Everything else was rather laborious

Wednesday, June 21st, 2017

Recently retired marathoner Ryan Hall, whose distinguished career includes the fastest marathon and half-marathon ever run by an American, has started lifting weights and has bulked up from 127 pounds to 165:

“I’ve been small and weak my entire life — just, like, totally underdeveloped,” Hall told Runner’s World. “I’ve always wondered what it would feel like to be big and strong.”

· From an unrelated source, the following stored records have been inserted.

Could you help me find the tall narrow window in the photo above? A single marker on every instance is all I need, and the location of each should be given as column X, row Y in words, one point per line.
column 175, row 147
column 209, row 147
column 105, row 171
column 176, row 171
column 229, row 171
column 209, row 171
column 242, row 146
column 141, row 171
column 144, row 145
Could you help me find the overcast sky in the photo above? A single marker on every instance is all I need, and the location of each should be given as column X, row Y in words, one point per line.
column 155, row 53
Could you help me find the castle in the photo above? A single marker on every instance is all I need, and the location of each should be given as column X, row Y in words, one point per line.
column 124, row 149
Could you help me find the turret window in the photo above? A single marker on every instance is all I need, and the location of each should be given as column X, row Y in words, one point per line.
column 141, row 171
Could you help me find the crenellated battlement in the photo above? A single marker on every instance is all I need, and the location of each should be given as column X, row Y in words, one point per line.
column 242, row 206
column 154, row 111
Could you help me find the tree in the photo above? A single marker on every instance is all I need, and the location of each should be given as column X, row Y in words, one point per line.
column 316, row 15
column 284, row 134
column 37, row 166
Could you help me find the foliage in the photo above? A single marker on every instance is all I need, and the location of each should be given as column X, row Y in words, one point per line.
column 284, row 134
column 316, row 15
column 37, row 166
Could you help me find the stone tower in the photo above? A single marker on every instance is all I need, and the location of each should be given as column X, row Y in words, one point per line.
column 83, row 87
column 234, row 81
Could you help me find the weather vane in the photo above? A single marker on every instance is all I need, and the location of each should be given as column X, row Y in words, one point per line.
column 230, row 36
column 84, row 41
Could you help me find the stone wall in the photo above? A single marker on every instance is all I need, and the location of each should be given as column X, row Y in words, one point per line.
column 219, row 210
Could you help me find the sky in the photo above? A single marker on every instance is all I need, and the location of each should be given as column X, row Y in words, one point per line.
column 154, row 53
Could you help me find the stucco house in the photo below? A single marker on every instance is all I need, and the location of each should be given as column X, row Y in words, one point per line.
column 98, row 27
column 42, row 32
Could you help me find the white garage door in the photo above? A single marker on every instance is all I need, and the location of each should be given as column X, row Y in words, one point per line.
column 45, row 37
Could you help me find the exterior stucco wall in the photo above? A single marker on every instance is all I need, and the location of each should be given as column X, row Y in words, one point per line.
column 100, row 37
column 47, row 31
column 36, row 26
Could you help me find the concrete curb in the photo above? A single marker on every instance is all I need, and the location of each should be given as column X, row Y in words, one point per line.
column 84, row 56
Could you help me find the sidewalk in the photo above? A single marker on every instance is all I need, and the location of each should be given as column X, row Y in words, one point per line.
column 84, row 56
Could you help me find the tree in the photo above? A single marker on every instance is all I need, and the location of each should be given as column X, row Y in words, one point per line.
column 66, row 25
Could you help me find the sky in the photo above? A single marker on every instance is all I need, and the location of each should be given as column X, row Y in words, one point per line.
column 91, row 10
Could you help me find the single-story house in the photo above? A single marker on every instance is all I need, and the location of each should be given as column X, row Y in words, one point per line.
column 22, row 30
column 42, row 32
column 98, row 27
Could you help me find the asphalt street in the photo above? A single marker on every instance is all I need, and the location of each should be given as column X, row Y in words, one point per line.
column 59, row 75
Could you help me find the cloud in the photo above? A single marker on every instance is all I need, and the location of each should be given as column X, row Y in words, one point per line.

Ryan Hall as Lifter and Runner

“To be an elite marathoner with a body that’s light and lean: while you’re running, you feel amazing. You’re fluid and economical, floating along without having to carry a lot of muscle mass,” says Hall. “But the rest of the day, to be honest, is not a lot of fun. My energy was super low [throughout most of my career]. I took naps every day and felt pretty much useless when I wasn’t running.”

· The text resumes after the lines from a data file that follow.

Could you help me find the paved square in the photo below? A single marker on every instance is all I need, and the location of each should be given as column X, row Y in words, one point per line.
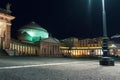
column 37, row 68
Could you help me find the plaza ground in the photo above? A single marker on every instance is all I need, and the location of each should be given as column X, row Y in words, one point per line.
column 41, row 68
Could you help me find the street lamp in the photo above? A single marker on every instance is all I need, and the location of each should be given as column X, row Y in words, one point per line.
column 105, row 60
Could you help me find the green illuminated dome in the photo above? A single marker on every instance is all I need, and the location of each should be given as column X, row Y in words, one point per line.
column 32, row 33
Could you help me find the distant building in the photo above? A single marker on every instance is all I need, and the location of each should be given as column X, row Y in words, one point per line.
column 32, row 39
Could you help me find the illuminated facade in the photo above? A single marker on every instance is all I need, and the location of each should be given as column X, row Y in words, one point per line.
column 32, row 33
column 34, row 40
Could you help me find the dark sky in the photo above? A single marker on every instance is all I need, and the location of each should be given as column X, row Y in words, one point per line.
column 66, row 18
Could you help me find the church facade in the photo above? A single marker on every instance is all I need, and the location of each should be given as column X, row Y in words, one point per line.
column 33, row 40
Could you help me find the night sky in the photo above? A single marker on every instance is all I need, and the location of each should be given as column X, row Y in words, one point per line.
column 66, row 18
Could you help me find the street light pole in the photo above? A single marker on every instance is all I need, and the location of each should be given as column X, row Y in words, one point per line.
column 105, row 38
column 105, row 60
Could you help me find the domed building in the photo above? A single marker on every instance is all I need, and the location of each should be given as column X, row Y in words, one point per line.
column 32, row 33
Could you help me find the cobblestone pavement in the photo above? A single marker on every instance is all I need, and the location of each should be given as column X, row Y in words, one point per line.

Hall told me that even during his best years as a competitive athlete, he was “healthy” only in a narrowly defined way. As he put it, he was good at one thing: running. Everything else was rather laborious. Hall said he could be stirring pots of chili while making dinner and feel soreness in his shoulder the next day.


  1. FNN says:

    I recall reading many years ago that NBA players are not much more aerobically fit than average couch potatoes. So aerobic fitness is overrated.